Era un asunto fácil. Se había peleado con Timothy Brown en McDougall. Con Timothy Brown se había ido de McDougall. Había llegado a Sunrise sin Timothy Brown. Teniendo en cuenta su maldad, la unánime conclusión era que había matado a Timothy Brown. Por su parte, Leclère reconoció los hechos, pero rebatió la conclusión a que habían llegado, dando su propia explicación. A unos cuarenta kilómetros de Sunrise se hallaban él y Timothy Brown impeliendo la barca con la pértiga a lo largo de la rocosa costa. Desde esta costa partieron dos disparos de rifle. Timothy Brown cayó de la balsa y se hundió entre burbujas de color rojo, y esto fue lo último que se supo de Timothy Brown. En cuanto a él, Leclère, cayó al fondo de la barca con una punzada en el hombro. Allí permaneció quieto, mirando a la orilla sin que lo vieran. Al cabo de un tiempo, dos indios asomaron la cabeza y se acercaron a la orilla del agua, llevando entre ellos una canoa de corteza de abedul. Mientras se montaban, Leclère hizo un disparo. Le arreó a uno, que cayó de lado, de la misma manera que Timothy Brown. El otro se metió en el fondo de la canoa, y después la canoa y la barca fueron río abajo en una pelea a la deriva. A continuación, se vieron atrapados en una corriente que se bifurcaba y la canoa pasó a un lado de una isla y la barca de pértiga a la otra. Esto es lo último que se supo de la canoa, y él llegó a Sunrise. En cuanto al indio, por la forma que saltó de la canoa, estaba seguro de que lo había derribado. Y eso era todo.

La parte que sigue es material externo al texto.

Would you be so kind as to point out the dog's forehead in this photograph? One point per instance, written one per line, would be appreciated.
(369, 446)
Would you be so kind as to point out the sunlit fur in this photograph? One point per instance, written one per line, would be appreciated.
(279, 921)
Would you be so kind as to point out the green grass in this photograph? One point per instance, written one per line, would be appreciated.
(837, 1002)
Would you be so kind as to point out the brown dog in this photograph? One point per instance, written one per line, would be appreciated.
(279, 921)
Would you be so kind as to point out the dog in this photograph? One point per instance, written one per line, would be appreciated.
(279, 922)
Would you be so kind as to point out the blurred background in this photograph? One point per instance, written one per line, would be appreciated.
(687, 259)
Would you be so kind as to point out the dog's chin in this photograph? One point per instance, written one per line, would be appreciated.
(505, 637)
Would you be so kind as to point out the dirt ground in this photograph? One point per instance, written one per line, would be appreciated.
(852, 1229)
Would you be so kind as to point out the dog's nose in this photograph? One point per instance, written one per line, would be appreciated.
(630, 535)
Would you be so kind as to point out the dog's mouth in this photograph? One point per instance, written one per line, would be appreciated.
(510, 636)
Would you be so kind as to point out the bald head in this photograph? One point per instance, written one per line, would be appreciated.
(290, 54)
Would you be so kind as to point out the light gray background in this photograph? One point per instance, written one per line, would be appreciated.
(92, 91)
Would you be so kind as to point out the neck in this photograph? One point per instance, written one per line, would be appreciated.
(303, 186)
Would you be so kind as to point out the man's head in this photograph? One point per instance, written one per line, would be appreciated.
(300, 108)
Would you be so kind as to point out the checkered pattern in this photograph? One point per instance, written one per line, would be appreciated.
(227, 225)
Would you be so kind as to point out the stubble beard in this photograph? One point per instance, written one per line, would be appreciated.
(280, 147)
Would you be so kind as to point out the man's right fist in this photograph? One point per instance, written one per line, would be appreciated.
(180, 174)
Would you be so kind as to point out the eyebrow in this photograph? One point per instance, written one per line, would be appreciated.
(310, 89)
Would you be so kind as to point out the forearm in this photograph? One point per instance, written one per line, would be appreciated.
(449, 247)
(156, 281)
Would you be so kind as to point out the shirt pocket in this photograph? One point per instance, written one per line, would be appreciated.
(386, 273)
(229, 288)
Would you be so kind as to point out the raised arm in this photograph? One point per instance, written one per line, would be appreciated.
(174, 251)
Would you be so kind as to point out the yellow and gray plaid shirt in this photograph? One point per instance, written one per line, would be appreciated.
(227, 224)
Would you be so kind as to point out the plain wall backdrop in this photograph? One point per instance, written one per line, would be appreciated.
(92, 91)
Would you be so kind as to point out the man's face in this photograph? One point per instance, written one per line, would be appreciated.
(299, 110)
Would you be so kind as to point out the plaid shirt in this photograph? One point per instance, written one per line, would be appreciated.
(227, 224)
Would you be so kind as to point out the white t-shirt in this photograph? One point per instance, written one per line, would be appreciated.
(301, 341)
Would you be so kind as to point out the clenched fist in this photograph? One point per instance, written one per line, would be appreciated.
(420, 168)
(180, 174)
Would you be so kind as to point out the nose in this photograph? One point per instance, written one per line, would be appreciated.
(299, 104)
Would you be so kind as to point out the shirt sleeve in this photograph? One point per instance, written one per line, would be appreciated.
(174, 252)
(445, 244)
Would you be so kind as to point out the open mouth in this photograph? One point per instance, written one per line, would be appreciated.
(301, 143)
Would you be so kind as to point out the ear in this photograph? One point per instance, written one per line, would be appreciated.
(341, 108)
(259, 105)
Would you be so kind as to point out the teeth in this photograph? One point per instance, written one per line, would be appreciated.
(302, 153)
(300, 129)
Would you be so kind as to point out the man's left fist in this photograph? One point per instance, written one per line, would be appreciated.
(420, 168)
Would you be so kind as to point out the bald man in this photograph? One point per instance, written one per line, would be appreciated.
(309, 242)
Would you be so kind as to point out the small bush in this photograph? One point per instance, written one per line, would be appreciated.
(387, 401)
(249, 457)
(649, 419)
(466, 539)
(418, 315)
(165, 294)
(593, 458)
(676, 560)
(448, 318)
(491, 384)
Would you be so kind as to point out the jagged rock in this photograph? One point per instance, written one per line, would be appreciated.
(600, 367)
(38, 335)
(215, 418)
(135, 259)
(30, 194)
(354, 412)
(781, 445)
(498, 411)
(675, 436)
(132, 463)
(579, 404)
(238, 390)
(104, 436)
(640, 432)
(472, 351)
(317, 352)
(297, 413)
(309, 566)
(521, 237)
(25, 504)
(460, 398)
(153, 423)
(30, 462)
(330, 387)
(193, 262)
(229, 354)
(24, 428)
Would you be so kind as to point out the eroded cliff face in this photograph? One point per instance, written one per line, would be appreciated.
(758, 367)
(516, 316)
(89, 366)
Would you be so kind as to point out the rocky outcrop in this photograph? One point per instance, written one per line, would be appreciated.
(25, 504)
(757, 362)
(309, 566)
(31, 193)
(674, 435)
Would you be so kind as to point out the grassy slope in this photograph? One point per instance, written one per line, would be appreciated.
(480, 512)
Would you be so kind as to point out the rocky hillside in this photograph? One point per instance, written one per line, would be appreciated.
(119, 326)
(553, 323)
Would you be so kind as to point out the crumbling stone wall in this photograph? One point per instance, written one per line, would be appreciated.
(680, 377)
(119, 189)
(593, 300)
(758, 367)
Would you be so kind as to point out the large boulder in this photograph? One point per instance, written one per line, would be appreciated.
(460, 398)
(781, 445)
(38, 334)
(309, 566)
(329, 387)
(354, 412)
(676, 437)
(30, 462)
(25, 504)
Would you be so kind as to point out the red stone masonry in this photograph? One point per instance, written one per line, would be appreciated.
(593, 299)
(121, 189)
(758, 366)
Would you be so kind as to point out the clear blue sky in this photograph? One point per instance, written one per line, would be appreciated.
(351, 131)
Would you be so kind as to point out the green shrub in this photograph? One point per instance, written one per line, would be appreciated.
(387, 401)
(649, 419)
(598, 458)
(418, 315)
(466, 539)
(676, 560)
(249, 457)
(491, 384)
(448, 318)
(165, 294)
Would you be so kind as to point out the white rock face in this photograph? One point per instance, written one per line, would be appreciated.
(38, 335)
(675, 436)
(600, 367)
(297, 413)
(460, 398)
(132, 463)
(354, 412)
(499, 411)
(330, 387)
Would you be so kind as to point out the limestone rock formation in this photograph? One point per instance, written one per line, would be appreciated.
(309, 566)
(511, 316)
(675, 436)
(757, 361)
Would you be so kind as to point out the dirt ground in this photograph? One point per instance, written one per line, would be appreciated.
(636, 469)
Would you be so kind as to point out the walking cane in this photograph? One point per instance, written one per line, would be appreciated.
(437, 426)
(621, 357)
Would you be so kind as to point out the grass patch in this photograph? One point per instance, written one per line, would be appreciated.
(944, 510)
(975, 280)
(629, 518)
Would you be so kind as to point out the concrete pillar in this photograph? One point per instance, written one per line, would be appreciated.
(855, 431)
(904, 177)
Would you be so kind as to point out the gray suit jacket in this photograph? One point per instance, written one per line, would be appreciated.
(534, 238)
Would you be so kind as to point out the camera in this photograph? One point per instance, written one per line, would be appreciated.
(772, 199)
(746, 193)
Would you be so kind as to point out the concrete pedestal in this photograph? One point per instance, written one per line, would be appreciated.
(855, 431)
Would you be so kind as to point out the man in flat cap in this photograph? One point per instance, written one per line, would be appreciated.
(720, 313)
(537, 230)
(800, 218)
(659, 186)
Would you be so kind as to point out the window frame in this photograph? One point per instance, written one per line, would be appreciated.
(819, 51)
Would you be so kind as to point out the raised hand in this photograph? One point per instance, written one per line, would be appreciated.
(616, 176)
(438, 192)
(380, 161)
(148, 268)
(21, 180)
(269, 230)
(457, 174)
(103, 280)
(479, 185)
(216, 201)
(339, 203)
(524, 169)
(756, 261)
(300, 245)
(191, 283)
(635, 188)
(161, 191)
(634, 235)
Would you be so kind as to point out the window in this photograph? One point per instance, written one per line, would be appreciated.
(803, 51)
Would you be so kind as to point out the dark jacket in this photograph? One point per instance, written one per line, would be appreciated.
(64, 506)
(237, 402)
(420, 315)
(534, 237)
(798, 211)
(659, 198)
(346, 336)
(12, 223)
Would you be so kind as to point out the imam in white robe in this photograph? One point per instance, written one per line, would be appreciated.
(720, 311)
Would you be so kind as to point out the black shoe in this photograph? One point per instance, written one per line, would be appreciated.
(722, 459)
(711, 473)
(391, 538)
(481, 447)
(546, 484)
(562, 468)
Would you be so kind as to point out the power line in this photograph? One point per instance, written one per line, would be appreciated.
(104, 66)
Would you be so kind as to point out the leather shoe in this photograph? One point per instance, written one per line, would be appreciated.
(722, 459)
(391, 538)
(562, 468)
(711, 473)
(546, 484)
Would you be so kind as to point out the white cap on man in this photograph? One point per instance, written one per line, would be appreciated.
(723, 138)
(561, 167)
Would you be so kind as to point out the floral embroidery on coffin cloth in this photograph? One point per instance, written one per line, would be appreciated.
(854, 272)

No se consideró la explicación adecuada. Le concedieron una tregua de diez horas mientras el Lizzie bajaba a investigar. Diez horas más tarde regresó resoplando a Sunrise. No había nada que investigar. No se había encontrado ninguna prueba que confirmara sus declaraciones. Le dijeron que hiciera el testamento porque era propietario de una concesión de cincuenta mil dólares en Sunrise y ellos eran gente que exigían que se cumpliera la ley, pero también la administraban con justicia.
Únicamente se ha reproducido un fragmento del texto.